Britain owes reparations to the Caribbean. The exploitation of generations of those trafficked from Africa, or born into enslavement, to work the immensely profitable sugars plantations, enriched both British individuals and the British nation. Colonialism, even after emancipation, perpetuated the exploitation. The Caribbean still suffers, and Britain still benefits, from these historic wrongs.
There are some fairly standard objections to reparations -- 'slavery ended a long time ago'; 'Britain should be celebrating its role in abolishing slavery'; 'slavery was legal back then and we shouldn't judge the past by the standards of the present'; 'you shouldn't visit the sins of the fathers on the sons'; and so on. And there is a sense that the practical problems of who should pay what to whom are immensely difficult.
Michael Banner carefully considers and answers these objections. He argues that reparations are not about punishment, but about the restoration of wrongful gains. In Reparations Now! he makes a specific and practical proposal regarding reparations, picking up on the programme suggested by Caribbean countries (through CARICOM), and taking as a starting point the nearly £20 million paid as compensation by the British government at abolition, not to those who had suffered slavery, but to those who lost enslaved labourers.
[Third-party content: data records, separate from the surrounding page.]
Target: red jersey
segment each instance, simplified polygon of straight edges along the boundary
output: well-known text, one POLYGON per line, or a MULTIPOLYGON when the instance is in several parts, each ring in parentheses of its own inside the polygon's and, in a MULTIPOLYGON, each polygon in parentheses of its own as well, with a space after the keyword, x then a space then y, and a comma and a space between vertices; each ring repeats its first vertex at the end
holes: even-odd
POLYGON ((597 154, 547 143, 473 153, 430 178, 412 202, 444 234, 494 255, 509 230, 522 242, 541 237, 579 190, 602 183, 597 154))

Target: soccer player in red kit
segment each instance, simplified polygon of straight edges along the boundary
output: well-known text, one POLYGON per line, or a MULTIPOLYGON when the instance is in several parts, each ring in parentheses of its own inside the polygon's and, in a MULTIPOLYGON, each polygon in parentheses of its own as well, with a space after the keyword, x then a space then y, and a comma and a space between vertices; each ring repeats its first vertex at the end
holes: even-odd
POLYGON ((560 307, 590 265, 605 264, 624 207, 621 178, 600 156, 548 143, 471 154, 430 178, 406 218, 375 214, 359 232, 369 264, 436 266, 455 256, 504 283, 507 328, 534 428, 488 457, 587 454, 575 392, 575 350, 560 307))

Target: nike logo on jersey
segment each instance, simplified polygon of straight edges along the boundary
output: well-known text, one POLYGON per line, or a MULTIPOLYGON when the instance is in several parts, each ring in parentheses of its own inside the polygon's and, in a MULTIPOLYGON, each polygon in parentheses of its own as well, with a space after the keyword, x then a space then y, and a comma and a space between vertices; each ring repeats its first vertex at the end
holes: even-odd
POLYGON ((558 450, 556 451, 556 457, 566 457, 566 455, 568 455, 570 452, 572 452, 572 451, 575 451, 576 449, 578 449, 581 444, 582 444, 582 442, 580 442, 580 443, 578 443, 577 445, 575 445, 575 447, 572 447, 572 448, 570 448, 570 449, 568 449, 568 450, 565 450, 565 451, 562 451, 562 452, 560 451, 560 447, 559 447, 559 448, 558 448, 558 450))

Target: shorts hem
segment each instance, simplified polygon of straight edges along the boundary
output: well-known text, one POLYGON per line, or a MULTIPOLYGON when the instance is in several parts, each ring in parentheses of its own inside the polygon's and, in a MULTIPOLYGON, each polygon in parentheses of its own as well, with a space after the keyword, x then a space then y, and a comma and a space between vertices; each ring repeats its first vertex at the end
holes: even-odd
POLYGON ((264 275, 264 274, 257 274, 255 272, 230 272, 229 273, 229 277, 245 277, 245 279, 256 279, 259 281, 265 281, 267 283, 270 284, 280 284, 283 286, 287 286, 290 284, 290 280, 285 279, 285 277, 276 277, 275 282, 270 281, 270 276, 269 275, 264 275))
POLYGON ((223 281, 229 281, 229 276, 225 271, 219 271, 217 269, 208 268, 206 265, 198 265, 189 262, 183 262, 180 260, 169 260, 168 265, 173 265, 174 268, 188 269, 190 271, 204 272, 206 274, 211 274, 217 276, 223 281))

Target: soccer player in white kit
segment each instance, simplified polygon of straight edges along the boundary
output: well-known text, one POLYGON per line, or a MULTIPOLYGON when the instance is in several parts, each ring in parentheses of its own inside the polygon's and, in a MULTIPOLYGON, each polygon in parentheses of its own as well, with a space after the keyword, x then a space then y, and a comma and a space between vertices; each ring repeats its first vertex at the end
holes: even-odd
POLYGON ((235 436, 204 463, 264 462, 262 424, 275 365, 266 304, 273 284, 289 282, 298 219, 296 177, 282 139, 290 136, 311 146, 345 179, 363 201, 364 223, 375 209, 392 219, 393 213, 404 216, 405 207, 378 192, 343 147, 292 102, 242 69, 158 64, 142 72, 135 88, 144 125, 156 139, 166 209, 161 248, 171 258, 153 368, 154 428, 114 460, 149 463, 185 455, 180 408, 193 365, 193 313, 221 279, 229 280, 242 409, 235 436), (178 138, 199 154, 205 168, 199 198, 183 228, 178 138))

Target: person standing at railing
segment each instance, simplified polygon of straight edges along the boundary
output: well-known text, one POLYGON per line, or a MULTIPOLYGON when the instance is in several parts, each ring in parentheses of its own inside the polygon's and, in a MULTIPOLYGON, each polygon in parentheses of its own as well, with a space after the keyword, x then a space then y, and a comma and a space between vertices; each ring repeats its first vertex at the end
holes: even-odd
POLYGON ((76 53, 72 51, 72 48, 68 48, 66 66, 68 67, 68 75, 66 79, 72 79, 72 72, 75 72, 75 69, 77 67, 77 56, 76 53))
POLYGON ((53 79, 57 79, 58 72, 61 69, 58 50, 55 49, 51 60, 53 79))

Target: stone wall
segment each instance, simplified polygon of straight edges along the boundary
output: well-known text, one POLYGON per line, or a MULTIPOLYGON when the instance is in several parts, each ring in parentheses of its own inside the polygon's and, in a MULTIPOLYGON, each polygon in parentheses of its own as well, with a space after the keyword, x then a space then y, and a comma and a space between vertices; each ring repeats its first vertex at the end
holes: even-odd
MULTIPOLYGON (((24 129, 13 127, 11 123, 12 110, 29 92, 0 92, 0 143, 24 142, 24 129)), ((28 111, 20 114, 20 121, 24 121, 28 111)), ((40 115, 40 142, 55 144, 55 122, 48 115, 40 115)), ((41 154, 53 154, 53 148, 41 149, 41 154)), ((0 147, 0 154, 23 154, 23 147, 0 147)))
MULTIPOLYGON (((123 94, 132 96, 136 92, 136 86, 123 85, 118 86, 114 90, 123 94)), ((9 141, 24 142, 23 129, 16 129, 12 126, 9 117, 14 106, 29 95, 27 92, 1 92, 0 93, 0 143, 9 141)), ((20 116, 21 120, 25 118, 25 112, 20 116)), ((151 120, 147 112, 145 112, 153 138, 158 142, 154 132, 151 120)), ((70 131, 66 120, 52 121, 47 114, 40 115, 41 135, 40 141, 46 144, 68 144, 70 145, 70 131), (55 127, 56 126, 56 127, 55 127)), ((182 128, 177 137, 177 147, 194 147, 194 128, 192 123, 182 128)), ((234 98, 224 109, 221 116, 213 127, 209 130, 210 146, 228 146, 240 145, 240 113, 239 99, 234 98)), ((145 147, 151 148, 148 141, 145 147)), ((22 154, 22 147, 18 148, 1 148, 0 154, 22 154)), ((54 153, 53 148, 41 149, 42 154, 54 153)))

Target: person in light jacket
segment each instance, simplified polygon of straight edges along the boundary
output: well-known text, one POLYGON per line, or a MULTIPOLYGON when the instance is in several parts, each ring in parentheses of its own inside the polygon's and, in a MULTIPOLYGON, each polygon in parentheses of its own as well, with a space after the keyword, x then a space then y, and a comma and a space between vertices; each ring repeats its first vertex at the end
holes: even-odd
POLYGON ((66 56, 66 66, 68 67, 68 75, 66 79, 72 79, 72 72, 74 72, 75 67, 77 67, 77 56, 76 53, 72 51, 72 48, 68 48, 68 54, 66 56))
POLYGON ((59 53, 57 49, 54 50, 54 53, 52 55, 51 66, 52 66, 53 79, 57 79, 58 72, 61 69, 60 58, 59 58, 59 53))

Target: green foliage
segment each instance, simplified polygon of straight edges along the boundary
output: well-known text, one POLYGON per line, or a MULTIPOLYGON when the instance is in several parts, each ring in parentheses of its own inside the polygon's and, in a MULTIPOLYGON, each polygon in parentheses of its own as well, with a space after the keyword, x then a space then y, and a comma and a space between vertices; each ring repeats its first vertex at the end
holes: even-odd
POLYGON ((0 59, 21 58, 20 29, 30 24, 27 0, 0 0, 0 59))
Reparations Now! discusses what can be done, here and now, by individuals and institutions, to advance the case for reparations between national governments.
Michael Banner is Dean and Fellow of Trinity College, University of Cambridge, having previously held chairs in the University of Edinburgh and at King's College, University of London. He has been a regular contributor to discussions of public policy in areas ranging from the environment to the use of animals in science, from ethical investment to the regulation of the use of human tissue, and has chaired or served as a member of numerous government committees over the past 25 years.